みなが憶えているように、いつのまにか英語の達人になった500人ばかりの「はてな市民」たちによって、わしは「ニセガイジン」ということになったが、だから、そういうことはどうでもよかった。
自分でないもののふりをする、ということ | ガメ・オベールの日本語練習帳_大庭亀夫の休日ver.5
初めから極めて失礼な態度で話しかけてきた人が何人かいて、そのうちのひとりはなんだかはてな社会に割拠する隣組軍閥の頭目であったらしく、「はてな社会」のあの有名な農耕社会性格を反映して何百人というひとが非難にあらわれた。
バカバカしいので冗談を述べてからかったら、それを真に受けたひとびとがもっと怒り狂う、という結果になった。
上述のようにApeman氏が2013年にエントリを上げた後も、ガメ・オベール氏は2013年6月に、否定的な言及をおこなうエントリを上げている。
明日があるさ | ガメ・オベールの日本語練習帳_大庭亀夫の休日ver.5
チョーくだらなかった(マジメに騒いだはてなの人たちごみん)「ニセガイジン」騒ぎと、それにつづく「はてな」住民の大挙襲来と執拗でバカみたいな攻撃のあとでは軽蔑しか残らなかった。
ちなみに、Apeman氏個人への否定とは断言できなくても、はてなコミュニティを批判するガメ・オベール氏のエントリが他にもある。
こうしたエントリ群を見るかぎり、「ヘイトを維持したその執念や感情へと思いを馳せる必要がある」対象は、Apeman氏ではなくガメ・オベール氏こそふさわしいと感じてしまう。
それでは、ツイッターにおいてはApeman氏がガメ・オベール氏に執着していたかというと、愛読者のひとりのko_mutsuki氏が示したツイートは3回だけ。
はてなユーザーとして当時の論争を見ていたid:zaikabou氏*2は、ツイッターの状況を追って、最初の衝突から大規模な再衝突まで散発10回と指摘している。
私も調べてみたが、2014年9月以前に検索できる言及数は、たしかにko_mutsuki氏の提示をふくめて10回前後。しかもガメ・オベール氏がブログで5回言及した後の2012年8月が初めてだった。
しかしびっくりするほどガメ公の時と同じ展開だなぁ。「俺は皆の知らない資料を知ってる」とハッタリ。しかし知っているはずのことについてなにひとつ具体的なことは言えず。
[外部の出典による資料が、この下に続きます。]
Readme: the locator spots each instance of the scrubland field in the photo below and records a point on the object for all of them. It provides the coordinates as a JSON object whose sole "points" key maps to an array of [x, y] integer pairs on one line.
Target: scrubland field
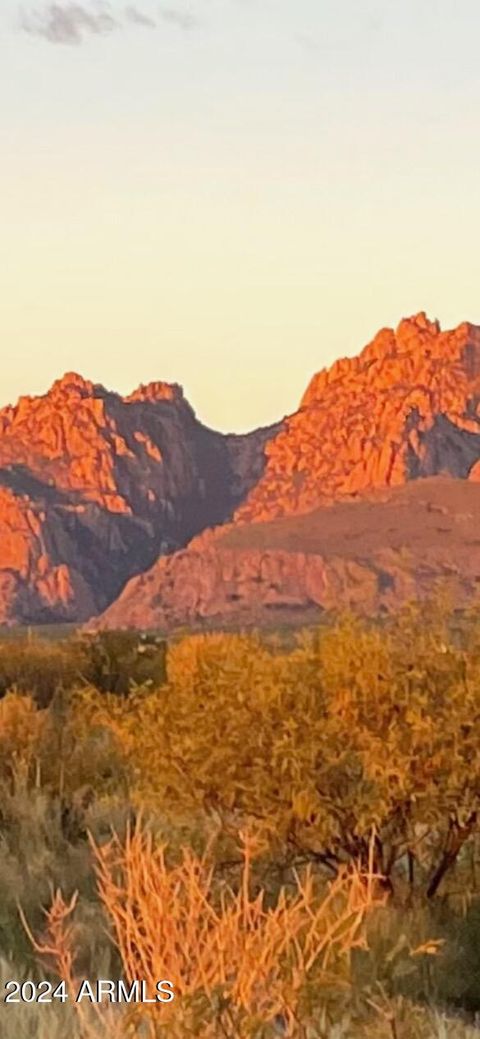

— apesnotmonkeys (@apesnotmonkeys) 2012年8月15日
ガメ公がTLに現れる度に己の影響力の小ささを思い知らされる気分になる。
— apesnotmonkeys (@apesnotmonkeys) 2013年9月12日
ガメの書いてる英語を思い出すな〜。 / “[PDF]『英国人記者が見た連合国戦勝史観の虚妄』に関する各社報道について” http://t.co/ocf1UJZmbk
— apesnotmonkeys (@apesnotmonkeys) 2014年5月11日
自称「英語のネイティヴ話者」なのに、"Caucasian" を「コーカシアン」とカナ書きしていたやつがいましたなぁ。ガメのことですがね。 / “10 most difficult English words to pronounc…” http://t.co/474NCvHFn6
— apesnotmonkeys (@apesnotmonkeys) 2014年7月29日
ガメ・オベール氏を能動的に批判したといえるのは、批判対象として連想した上記の4回くらいしかない。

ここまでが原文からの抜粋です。